Prof Sparrow’s team looked again at the figures, comparing the results at McDonald’s branches where nobody over the age of 50 was employed, with those where one or more person over 60 was working. In the stores employing one or more people over 60, customer satisfaction was more than 20 per cent higher than in the stores where no one over 50 was employed. The presence of grown-ups seems to encourage better behaviour.

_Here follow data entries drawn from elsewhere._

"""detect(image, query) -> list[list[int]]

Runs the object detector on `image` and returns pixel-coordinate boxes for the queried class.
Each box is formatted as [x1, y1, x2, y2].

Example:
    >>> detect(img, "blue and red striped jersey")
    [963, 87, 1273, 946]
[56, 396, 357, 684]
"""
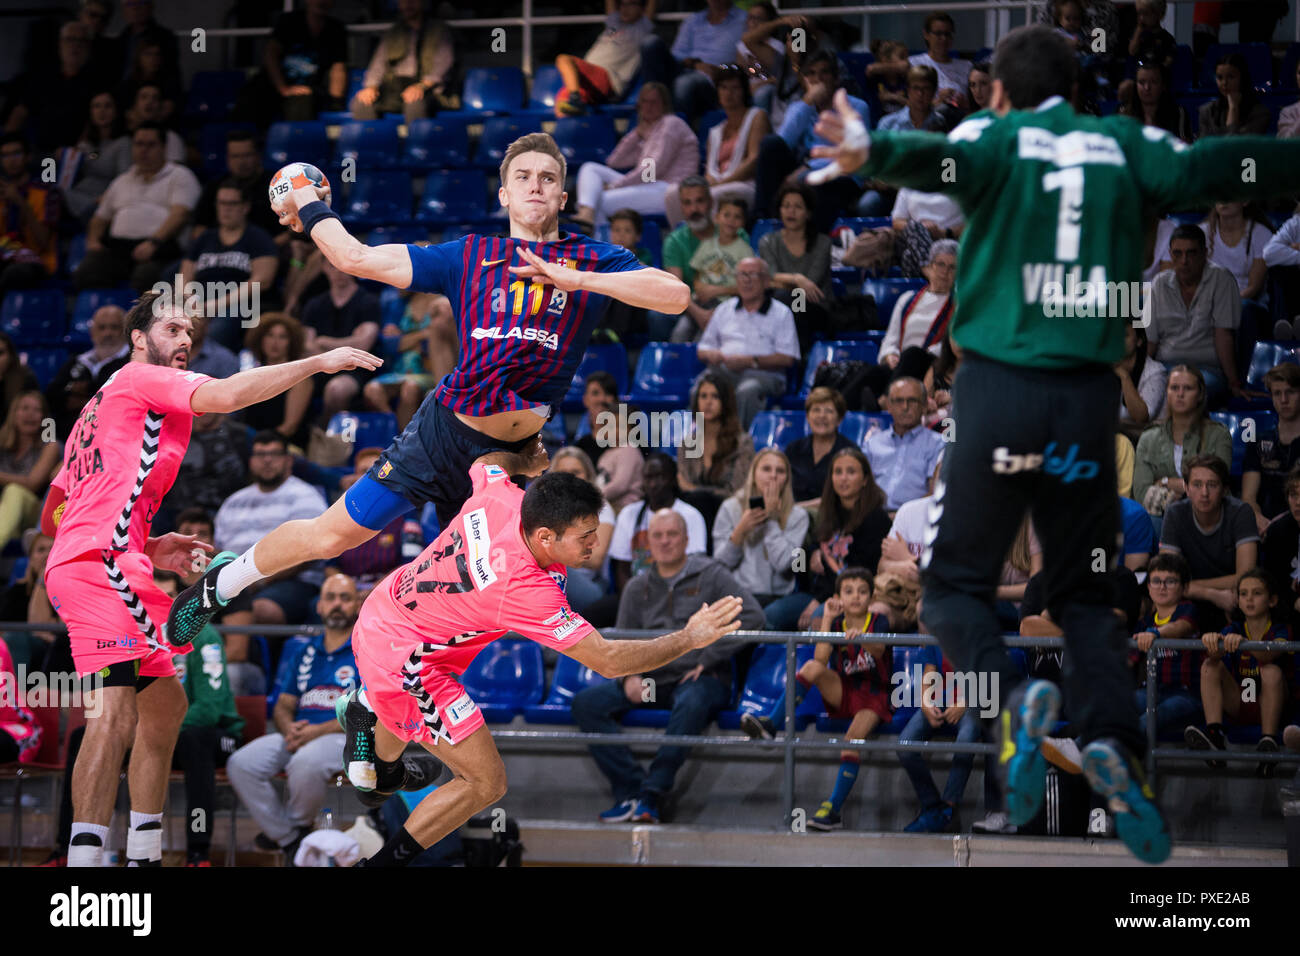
[1134, 601, 1200, 692]
[1221, 618, 1293, 685]
[408, 233, 643, 415]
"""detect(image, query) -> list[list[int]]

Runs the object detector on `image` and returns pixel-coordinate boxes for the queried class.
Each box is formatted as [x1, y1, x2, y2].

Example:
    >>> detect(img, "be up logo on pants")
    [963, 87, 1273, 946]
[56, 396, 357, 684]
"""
[992, 443, 1100, 483]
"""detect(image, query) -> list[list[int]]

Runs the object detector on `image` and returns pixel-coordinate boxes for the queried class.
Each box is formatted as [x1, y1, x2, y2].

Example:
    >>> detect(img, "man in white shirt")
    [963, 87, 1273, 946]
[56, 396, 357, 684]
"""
[696, 256, 800, 427]
[908, 13, 972, 106]
[72, 121, 200, 293]
[215, 430, 328, 627]
[608, 452, 707, 590]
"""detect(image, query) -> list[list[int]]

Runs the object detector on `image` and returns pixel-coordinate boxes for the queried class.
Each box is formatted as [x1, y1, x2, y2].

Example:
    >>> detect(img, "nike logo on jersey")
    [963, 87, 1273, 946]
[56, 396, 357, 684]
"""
[481, 258, 509, 267]
[469, 326, 560, 350]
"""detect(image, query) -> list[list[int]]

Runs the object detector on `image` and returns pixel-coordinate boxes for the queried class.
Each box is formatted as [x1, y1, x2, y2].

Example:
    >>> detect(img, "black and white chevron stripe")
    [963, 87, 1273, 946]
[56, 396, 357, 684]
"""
[112, 411, 164, 550]
[401, 644, 451, 744]
[102, 551, 163, 654]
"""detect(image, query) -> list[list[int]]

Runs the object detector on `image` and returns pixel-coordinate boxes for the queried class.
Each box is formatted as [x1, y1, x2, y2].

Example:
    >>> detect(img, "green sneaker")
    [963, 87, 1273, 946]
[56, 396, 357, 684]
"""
[338, 688, 378, 792]
[166, 551, 237, 647]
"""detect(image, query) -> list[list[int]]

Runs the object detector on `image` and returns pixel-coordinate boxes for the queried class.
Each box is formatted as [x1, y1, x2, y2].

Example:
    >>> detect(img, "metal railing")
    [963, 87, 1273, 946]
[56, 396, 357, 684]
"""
[6, 619, 1296, 827]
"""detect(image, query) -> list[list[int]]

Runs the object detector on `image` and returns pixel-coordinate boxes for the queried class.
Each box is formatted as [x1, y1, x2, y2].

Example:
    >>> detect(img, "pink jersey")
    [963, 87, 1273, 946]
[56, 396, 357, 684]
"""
[48, 362, 211, 570]
[361, 462, 595, 671]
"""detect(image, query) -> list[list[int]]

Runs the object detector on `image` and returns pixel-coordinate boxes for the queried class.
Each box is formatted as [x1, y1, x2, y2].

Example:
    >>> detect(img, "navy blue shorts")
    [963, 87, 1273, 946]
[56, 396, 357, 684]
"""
[344, 393, 541, 531]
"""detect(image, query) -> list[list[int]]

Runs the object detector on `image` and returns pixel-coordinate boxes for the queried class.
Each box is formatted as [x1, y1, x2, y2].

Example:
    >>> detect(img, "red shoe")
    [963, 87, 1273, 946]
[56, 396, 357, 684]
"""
[36, 853, 67, 867]
[184, 860, 212, 867]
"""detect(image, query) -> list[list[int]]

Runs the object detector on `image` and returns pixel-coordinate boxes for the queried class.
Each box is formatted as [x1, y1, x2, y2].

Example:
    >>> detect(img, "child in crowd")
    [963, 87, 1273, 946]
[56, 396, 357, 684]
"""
[555, 0, 656, 116]
[1052, 0, 1088, 53]
[742, 568, 892, 831]
[1187, 568, 1294, 776]
[689, 198, 753, 306]
[1130, 552, 1202, 740]
[865, 39, 909, 114]
[1128, 0, 1176, 71]
[608, 208, 653, 266]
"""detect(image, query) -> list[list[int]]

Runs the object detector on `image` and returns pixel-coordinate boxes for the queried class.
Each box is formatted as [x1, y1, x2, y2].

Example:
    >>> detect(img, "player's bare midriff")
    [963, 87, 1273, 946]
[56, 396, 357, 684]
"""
[455, 407, 545, 441]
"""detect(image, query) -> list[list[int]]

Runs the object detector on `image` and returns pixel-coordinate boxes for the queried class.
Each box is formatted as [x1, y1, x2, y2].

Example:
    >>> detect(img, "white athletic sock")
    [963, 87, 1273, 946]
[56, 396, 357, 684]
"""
[126, 811, 163, 865]
[68, 822, 110, 867]
[216, 548, 265, 603]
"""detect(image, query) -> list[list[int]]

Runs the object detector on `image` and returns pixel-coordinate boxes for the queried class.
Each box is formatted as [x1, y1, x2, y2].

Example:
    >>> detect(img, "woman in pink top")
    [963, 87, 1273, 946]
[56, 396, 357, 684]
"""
[572, 82, 700, 228]
[665, 66, 770, 226]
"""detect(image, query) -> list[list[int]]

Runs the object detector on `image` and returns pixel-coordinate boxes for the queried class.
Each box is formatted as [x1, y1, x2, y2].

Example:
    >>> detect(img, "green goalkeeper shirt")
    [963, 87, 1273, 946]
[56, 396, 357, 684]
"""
[858, 97, 1300, 370]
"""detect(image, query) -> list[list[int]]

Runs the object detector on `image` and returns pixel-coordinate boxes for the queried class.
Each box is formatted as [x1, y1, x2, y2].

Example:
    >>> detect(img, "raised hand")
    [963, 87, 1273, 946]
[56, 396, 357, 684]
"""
[684, 596, 745, 648]
[508, 247, 586, 293]
[316, 347, 383, 374]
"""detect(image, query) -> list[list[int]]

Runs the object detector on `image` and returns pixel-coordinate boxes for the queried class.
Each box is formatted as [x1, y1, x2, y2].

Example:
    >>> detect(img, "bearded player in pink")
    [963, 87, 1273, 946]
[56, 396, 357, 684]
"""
[42, 289, 380, 867]
[340, 460, 743, 866]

So is it time, as some campaigners argue, to “retire retirement”? Do we need to keep more older workers from drifting away too soon? At this same conference, hosted by the Employers Forum on Age, the group HR director of the Nationwide building society, John Wrighthouse, explained that, after abandoning its former fixed retirement age of 60 some 10 years ago, employees can choose to work up to 75. His company had benefited from this, he said, not least in presenting a more user-friendly face to the 24 per cent of Nationwide customers who are aged 60 or over. But it was also important to be honest about the consequences of removing the earlier, fixed retirement age, he added. Some costs, not least in terms of employee benefits, could rise. These have to be managed carefully.
The workplace is “the original social network”, as Dame Joan Bakewell, the UK government’s “voice of older people”, has said. All life should be there. And where once it may have seemed that having a mix of age-groups was simply nice-to-have, that mix looks more and more like a must-have, as time goes by.